TU NE PEUX PAS RESTER CHEZ TOI !

Cet hiver-là l'écolière apprit la valeur du terme " rigoureux" !

 

Rigueur du temps. Hiver 54...

Corps frigorifié. Pieds gelés. Mains cyanosées. Hantise de la chute.

 

Rigueur de l'esprit. Regards assassins de la maîtresse d'astreinte qui ne manquait pas, chaque jour, de lui demander pourquoi sa maman l'envoyait :

- Tu ne peux pas rester chez toi ! Tu vois bien que tu es la seule à venir !

Pourtant elle n'était pas difficile...passant toutes les heures à lire les ouvrages enfermés dans la bibliothèque de la classe.

 

Rigueur du coeur. Un coeur assoiffé de tendresse qui rentrait seul à la cage. Se cachait presque aussitôt le repas terminé sous la couverture de la paillasse, dans le recoin du sas ; tandis que mère et bambin dormaient dans la chambrette. Douloureuse solitude. Ni mémé. Ni papa.

 

Fallait survivre à ce désert affectif.

Alors, dès que son corps s'était réchauffé, que les mortifications de la journée étaient digérées, Nanette prit l'habitude de penser. Recréer le monde.

 

Un jour...

Son père resterait chez eux. Ils habiteraient une vraie maison. Dans une vraie nature. Mémé vivrait avec eux, aurait sa chambre.

Tous les enfants mangeraient à leur faim ; ce qu'ils voudraient.

Toutes les écolières porteraient de jolies robes ; avec des couleurs gaies.

toutes les maîtresses seraient gentilles avec les petites filles seules en classe ; s'occuperaient d'elles au lieu de les gronder.

Tous les clochards auraient une habitation et ne mouraient plus dans les rues...

 

Bras repliés sur ses oreilles, pour atténuer les bruits de la rue, elle s'endormait enfin. Pelotonnée comme un petit chat dans sa corbeille. Inventant un monde meilleur.

 

(A suivre)

 


 
 
posté le 23-07-2008 à 16:09:09

NANETTE AVAIT PEUR DE CETTE MEGERE...

Enfin le printemps !

Les classes retrouvèrent leurs élèves. Les maîtresses leur sourire. Les rues leurs passants. La vie monotone reprit...

 

Les dimanches, assis sur une vieille couverture mitée, le petit frère jouait avec une boite de cubes.

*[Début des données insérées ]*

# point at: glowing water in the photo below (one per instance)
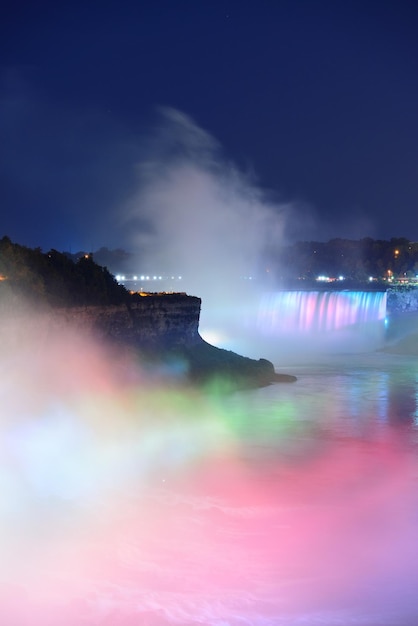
(288, 324)
(127, 501)
(307, 312)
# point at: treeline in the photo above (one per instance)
(355, 260)
(55, 278)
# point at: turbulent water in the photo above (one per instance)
(125, 500)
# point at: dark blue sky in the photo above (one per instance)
(317, 100)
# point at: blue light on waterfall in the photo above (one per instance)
(319, 311)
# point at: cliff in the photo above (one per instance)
(164, 331)
(149, 322)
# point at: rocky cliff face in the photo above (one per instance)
(167, 320)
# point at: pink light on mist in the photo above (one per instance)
(124, 501)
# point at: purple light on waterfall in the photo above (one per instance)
(315, 311)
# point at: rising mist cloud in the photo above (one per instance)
(195, 214)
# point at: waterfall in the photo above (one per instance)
(307, 312)
(287, 325)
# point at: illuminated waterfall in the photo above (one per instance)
(340, 320)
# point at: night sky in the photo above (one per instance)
(315, 102)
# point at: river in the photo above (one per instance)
(127, 502)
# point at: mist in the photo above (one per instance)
(126, 500)
(197, 216)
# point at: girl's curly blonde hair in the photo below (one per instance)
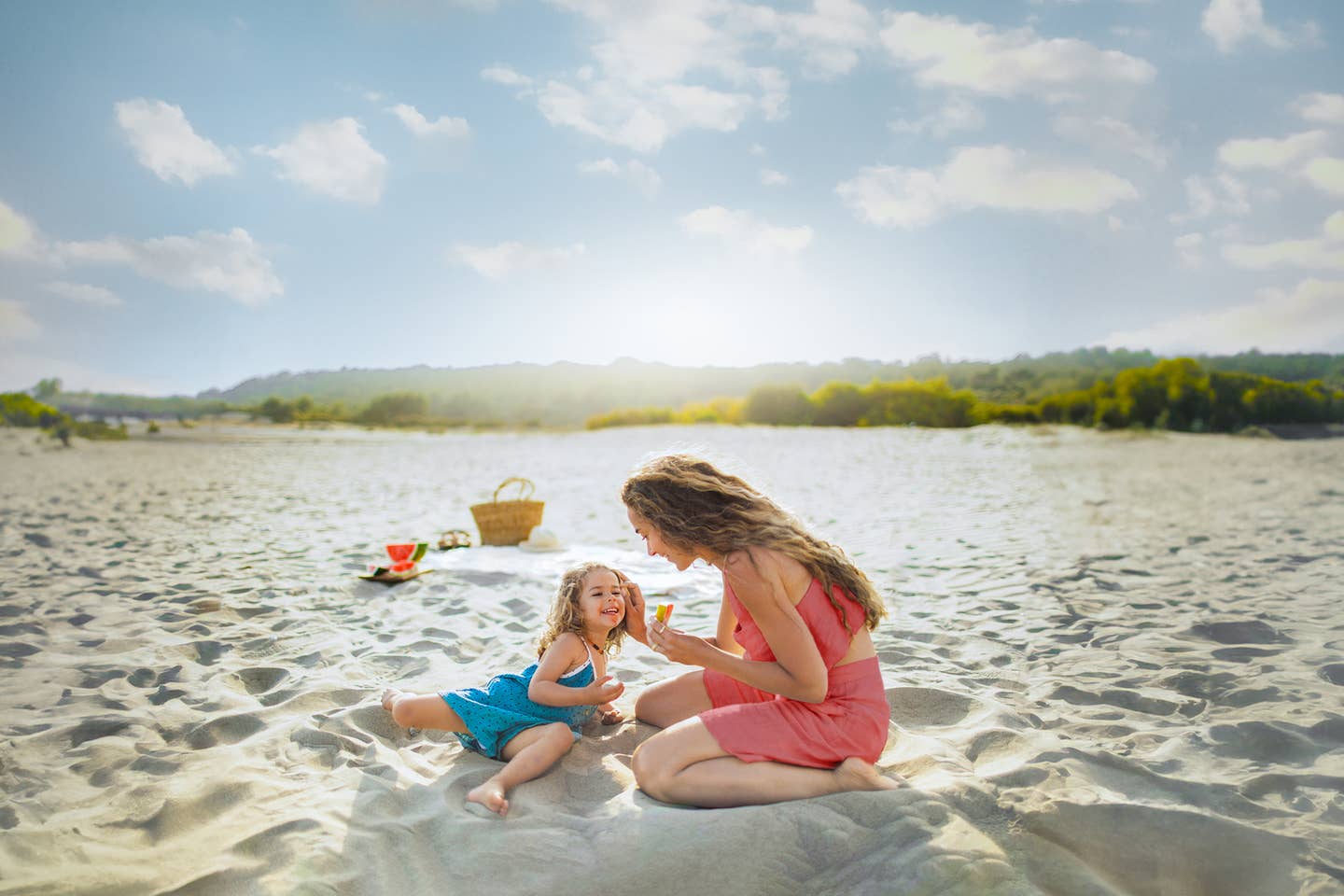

La mère préparati une purée avec  les pommes-de-terre envoyées par colis, via le car effectuant la navette village natal-ville domicile.

La fillette feuilletait le vieux dictionnaire donné par mémé. Les croquis retenaient toute son attention ; puis elle lisait  des définitions, choisies à l'aveuglette.

La minuscule piécette était silencieuse afin de ne pas provoquer les griefs de la voisine du dessous. Celle-ci, ou l'une de ses deux filles, frappait au plafond en hurlant des injures au moindre déplacement dans la pièce.

 

Nanette avait peur de cette mégère.

Tellement qu'elle se retenait au maximum d'aller aux toilettes. Des W.C. étaient en commun, au rez-de-chaussée ; à l'entrée du petit couloir desservant les deux appartements autrefois attribués aux employés de la savonnerie.

Chaque fois que la famille s'en servait, les harpies sortaient de leur logement. Secouaient les portes des commodités. Ebranlaient toutes les fines cloisons. Proféraient des insanités.

 

Nanette se demandait comment des femmes pouvaient être aussi méchantes avec trois personnes qui  étaient polies avec elles. Ne leur faisaient rien.